Plusieurs dizaines d'artistes roumains, dont le cinéaste Cristi Puiu, se sont réunis lundi devant l'ambassade du Canada à Bucarest pour demander symboliquement «l'asile culturel» après une décision du gouvernement qui menace selon eux l'indépendance de la culture.

«Nous sommes venus ici pour demander symboliquement l'asile culturel.

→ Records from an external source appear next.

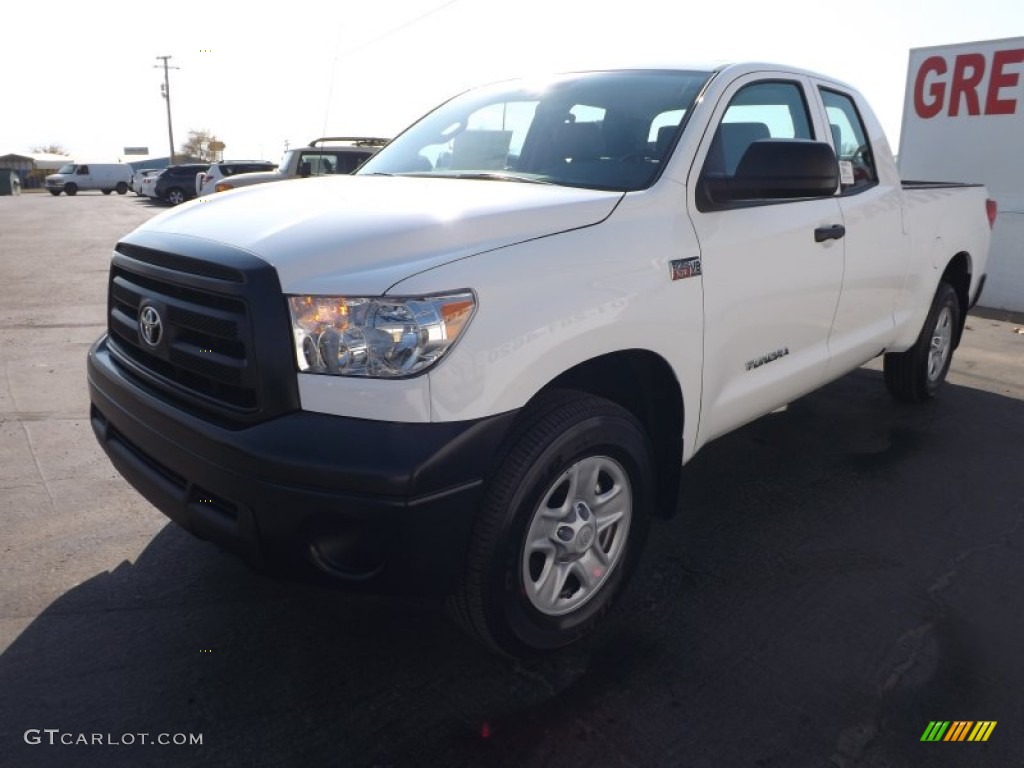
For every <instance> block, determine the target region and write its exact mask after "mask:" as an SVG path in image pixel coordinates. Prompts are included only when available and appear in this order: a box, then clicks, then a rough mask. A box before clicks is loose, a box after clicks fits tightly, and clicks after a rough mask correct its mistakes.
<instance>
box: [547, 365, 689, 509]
mask: <svg viewBox="0 0 1024 768" xmlns="http://www.w3.org/2000/svg"><path fill="white" fill-rule="evenodd" d="M551 388H558V389H574V390H579V391H583V392H589V393H591V394H594V395H597V396H599V397H604V398H606V399H609V400H611V401H612V402H616V403H617V404H620V406H622V407H623V408H625V409H626V410H627V411H629V412H630V413H631V414H633V416H635V417H636V418H637V420H638V421H639V422H640V423H641V425H643V427H644V430H646V432H647V435H648V436H649V437H650V441H651V444H652V447H653V450H654V470H655V472H656V473H657V506H656V514H657V515H658V516H659V517H670V516H671V515H672V514H673V513H674V512H675V510H676V502H677V499H678V494H679V478H680V471H681V469H682V459H683V418H684V413H683V395H682V391H681V389H680V387H679V382H678V380H677V379H676V376H675V374H674V373H673V371H672V368H671V367H670V366H669V364H668V362H666V361H665V359H664V358H663V357H660V356H659V355H657V354H654V353H653V352H649V351H646V350H642V349H631V350H626V351H622V352H612V353H610V354H605V355H602V356H600V357H594V358H592V359H589V360H587V361H586V362H581V364H580V365H579V366H575V367H574V368H571V369H569V370H568V371H566V372H565V373H563V374H561V375H560V376H559V377H558V378H557V379H555V380H554V381H552V382H551V383H550V384H548V386H547V387H545V390H547V389H551ZM539 394H540V393H539Z"/></svg>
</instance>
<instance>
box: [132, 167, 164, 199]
mask: <svg viewBox="0 0 1024 768" xmlns="http://www.w3.org/2000/svg"><path fill="white" fill-rule="evenodd" d="M163 172H164V171H163V169H162V168H161V169H159V170H157V171H156V172H154V173H147V174H146V175H144V176H143V177H142V181H141V183H140V184H139V188H138V190H137V191H136V193H135V194H136V195H138V196H139V197H143V198H156V197H157V177H158V176H159V175H160V174H161V173H163Z"/></svg>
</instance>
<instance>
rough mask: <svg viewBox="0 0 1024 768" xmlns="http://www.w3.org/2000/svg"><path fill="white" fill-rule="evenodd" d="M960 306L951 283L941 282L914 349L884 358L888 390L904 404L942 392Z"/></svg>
mask: <svg viewBox="0 0 1024 768" xmlns="http://www.w3.org/2000/svg"><path fill="white" fill-rule="evenodd" d="M961 313H962V310H961V304H959V298H958V297H957V296H956V291H954V290H953V288H952V286H950V285H949V284H948V283H945V282H943V283H939V287H938V290H936V292H935V298H934V299H932V307H931V309H929V311H928V317H927V318H926V319H925V325H924V327H923V328H922V329H921V335H920V336H919V337H918V341H915V342H914V344H913V346H912V347H910V348H909V349H907V350H906V351H905V352H889V353H887V354H886V356H885V359H884V370H885V379H886V387H887V388H888V389H889V393H890V394H891V395H892V396H893V397H895V398H896V399H897V400H901V401H903V402H923V401H925V400H928V399H931V398H932V397H934V396H935V394H936V392H938V391H939V387H941V386H942V382H944V381H945V379H946V374H947V373H948V371H949V364H950V361H951V360H952V356H953V348H954V346H955V343H956V335H957V334H958V333H959V328H961Z"/></svg>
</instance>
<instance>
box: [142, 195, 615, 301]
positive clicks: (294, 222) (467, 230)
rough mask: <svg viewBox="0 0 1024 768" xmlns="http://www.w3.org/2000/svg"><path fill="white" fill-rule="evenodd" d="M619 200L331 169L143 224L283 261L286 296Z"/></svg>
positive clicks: (178, 207) (420, 257)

C'est une action pour protester contre la décision du gouvernement de modifier le statut de l'Institut culturel roumain (ICR) et le sens même de sa mission», a déclaré à l'AFP Katia Pascariu, actrice de 28 ans.

Les artistes ont affirmé avoir choisi le Canada comme symbole d'un pays «accueillant et où l'indépendance de la culture est respectée».

Le gouvernement de centre-gauche du Premier ministre Victor Ponta a suscité une levée de boucliers dans la communauté artistique après avoir décidé par le biais d'une ordonnance d'urgence de faire passer l'ICR, principal promoteur de la culture roumaine à l'étranger, sous la tutelle du Sénat.

Cette décision devrait entraîner un remplacement de l'équipe de direction.

«Tout cela se passe d'une manière crasse, par une ordonnance d'urgence, sans aucun débat, aucune consultation avec les artistes», a regretté la chorégraphe Vava Stefanescu.

Plusieurs centaines de personnes se sont rassemblées dans la soirée devant l'ICR, au centre de Bucarest, pour demander au gouvernement de revenir sur sa décision.

Portant des noeuds papillons, clin-d'oeil à celui qu'arbore souvent le président de l'ICR, l'essayiste Horia Patapievici, nombre de manifestants ont dénoncé une «ingérence brutale dans l'action d'une institution qui fonctionne bien».

Le nouveau gouvernement, arrivé au pouvoir le mois dernier à la suite d'une motion de censure, «disait que la Roumanie est confrontée à des urgences liées à la crise économique, or il semble maintenant que la seule urgence était de politiser, et peut-être de démembrer, l'ICR», a déclaré à l'AFP l'écrivain et directeur de la grande maison d'édition roumaine Humanitas, Gabriel Liiceanu.

«Je suis ici pour défendre un principe, il faut éviter toute immixtion politique dans l'activité d'une institution culturelle», a souligné un autre manifestant, Doru Cristescu, 59 ans.

Des centaines d'artistes de renom et des ONG de défense de l'État de droit ont dénoncé depuis plusieurs jours la décision du gouvernement concernant cet Institut, équivalent du British Council ou de l'Institut Goethe.

Le cinéaste Cristian Mungiu, plusieurs fois primé à Cannes, a qualifié la décision de «purge».

«L'Institut est une des rares institutions qui fonctionne extraordinairement bien en Roumanie, il n'y a pas de raison de changer les choses», a estimé le cinéaste Cristi Puiu, prix Un certain regard à Cannes qui a souligné à plusieurs reprises la contribution de l'ICR au succès du cinéma roumain à l'étranger.